Walt Whitman (1819-92)
"When I look back now over my life and call to mind what I might have had simply for taking and did not take, my heart is like to break."
Akhenaton (d. c.1354 BC)
And now, the current weather, from some random person we pulled off the street:
Friday, August 06, 2004
floo-zy Variant(s): or floo·zie
Etymology: origin unknown
1 : a usually young woman of loose morals
2 : the kind of girl I usually picked up when I was an entertainer
My date was on the sidewalk in front of the bar, by the paddy wagon, dressed in short shorts and a skimpy halter top and screaming at the top of her lungs at the bouncer from the bar next door.
Man, turn my head for just a minute, and look what happens.
This was the summer of 1979 at Sloppy Joes Bar and Grill at Myrtle Beach. I was the featured act, and it was three in the morning on a Friday night (technically Saturday morning) which was my normal quitting time. I packed my guitar up as quick as I could, while the situation on the sidewalk just worsened.

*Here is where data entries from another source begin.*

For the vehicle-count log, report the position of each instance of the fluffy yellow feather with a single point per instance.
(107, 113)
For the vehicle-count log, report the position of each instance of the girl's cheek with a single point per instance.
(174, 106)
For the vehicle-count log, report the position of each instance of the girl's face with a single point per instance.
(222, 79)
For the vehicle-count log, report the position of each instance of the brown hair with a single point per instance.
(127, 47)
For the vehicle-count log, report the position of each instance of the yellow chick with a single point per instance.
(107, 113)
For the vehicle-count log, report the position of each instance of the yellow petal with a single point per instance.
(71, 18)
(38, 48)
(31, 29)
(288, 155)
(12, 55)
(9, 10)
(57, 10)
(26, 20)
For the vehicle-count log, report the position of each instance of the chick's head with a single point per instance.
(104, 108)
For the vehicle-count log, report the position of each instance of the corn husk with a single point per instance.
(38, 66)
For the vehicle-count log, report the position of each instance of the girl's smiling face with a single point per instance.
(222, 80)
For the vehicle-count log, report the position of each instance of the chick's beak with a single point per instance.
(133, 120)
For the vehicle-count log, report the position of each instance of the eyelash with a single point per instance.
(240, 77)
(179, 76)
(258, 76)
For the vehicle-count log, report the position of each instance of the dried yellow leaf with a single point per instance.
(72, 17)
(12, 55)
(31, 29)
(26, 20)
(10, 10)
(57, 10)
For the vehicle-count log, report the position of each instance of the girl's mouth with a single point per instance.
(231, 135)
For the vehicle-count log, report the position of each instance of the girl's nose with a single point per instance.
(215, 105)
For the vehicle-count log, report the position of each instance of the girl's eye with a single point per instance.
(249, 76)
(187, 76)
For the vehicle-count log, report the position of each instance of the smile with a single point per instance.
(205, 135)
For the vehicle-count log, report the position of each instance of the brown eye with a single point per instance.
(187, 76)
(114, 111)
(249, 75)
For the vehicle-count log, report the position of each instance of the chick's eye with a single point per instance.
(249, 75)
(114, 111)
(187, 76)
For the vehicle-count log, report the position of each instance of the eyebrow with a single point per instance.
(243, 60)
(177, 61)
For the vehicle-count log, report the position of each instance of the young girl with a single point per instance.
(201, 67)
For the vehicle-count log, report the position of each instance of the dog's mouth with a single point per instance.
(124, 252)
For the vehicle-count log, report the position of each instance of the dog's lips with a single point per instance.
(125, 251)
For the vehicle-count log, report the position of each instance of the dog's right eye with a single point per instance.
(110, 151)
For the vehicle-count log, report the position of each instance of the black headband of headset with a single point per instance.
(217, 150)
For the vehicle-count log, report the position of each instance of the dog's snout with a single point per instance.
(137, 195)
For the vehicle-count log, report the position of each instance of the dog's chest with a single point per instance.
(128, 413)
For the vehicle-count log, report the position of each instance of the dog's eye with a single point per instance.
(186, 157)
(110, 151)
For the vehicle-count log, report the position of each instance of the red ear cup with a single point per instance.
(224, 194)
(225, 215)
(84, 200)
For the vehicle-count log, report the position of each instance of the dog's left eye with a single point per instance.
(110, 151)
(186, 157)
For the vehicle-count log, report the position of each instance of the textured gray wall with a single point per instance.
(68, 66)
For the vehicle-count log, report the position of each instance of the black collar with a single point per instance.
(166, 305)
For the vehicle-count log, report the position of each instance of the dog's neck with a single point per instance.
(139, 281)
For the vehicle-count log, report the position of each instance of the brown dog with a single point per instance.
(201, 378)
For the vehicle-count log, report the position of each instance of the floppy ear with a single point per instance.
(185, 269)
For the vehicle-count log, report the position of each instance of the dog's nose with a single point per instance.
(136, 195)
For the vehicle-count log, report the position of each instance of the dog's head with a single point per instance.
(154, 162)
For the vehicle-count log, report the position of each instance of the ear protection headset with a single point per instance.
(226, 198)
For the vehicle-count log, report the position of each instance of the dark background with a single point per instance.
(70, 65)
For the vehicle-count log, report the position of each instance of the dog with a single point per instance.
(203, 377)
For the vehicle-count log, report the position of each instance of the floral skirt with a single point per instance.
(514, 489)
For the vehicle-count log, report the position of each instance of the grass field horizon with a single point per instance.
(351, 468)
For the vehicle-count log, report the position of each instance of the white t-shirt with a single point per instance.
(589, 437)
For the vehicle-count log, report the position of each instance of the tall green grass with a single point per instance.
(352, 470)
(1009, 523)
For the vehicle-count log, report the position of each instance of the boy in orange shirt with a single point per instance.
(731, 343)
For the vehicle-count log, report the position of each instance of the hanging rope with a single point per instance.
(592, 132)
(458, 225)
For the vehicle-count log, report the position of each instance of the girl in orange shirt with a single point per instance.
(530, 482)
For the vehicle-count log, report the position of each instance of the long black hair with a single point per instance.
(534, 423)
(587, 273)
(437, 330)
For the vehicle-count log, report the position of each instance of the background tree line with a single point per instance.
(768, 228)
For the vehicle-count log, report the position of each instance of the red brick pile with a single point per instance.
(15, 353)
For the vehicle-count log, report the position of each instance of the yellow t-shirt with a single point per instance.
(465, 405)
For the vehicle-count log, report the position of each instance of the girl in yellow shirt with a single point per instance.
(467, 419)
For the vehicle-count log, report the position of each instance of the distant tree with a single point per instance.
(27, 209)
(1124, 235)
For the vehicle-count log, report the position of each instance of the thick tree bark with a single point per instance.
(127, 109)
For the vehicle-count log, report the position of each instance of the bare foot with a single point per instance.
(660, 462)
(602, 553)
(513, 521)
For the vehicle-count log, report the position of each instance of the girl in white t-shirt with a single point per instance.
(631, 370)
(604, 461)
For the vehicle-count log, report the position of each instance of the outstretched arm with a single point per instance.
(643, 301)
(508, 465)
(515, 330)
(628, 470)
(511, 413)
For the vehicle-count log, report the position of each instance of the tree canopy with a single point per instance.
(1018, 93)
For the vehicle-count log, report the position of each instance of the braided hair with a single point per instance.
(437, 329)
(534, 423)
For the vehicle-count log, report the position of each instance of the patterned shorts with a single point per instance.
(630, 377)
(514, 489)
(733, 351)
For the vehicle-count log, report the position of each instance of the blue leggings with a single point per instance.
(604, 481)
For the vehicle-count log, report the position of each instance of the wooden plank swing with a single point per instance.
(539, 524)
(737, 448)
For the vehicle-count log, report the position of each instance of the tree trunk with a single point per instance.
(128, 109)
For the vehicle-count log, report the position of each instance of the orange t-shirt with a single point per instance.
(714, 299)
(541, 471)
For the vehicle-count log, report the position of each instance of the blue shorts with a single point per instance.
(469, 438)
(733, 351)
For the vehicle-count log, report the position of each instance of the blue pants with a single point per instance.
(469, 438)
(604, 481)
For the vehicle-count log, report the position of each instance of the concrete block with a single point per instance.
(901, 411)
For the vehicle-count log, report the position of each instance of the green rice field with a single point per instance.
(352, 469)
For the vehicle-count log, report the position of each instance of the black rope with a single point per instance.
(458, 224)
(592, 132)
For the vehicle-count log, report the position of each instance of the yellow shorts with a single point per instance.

Heck, I had just asked her out an hour ago, and things were already coming unraveled. Just my luck, and Friday night, too. Somehow, the fact that it was a Friday seemed to make it worse.
I walked out into the lion's den.
"What's the deal?" I kind of tossed the question out to both of them, like a piece of steaming red meat. I knew the guy, we'd known each other for months. He was big. The girl was, as best I knew, a tourist. She was, well, not so big. But hot. Definitely hot.
"Listen dude, I got nothin against you," the bouncer said to me (and I took special note of the 'you' part.) "But, this girl had a date with me then she made another date with you, and that ain't right."
"Did you have a date with him?"
"Well, yeah, but now I wanna go with you to breakfast." Then they both launched into another screaming match.
"Well, to be honest," I interrupted, and just for the record I was being honest, "I just wanted company for breakfast. We were heading down to the Waffle House. Not a big deal, y'all go ahead." I looked at the bouncer. "You asked her first. That's cool with me. I had no idea you had already asked her out."
"No," he said, staring at her. "I don't want to go out with her now."
"No, really, it's cool. Sorry there was a problem, I didn't know. Have a good time."
"No, you go ahead and take her to breakfast. I'm not taking her out!"
"No, it's fine, really. Hey, you and I live here."
"I don't WANT to."
She had been watching this whole exchange. I think it was about now that she started crying. Neither one of us paid it any heed.
You see, there is a comraderie among folks who work in a tourist area. Sort of a brotherhood. I knew this guy. I knew he was a gypsy. I knew the king of his tribe, too. I knew that both of us would have scrapped for the other one if need be.
"Well," I said, looking at him, "Neither do I."
He and I left her standing stunned in front of the bar, and quite enjoyed our breakfast at the Waffle House.
Let's face it...most relationships you have in life don't work out.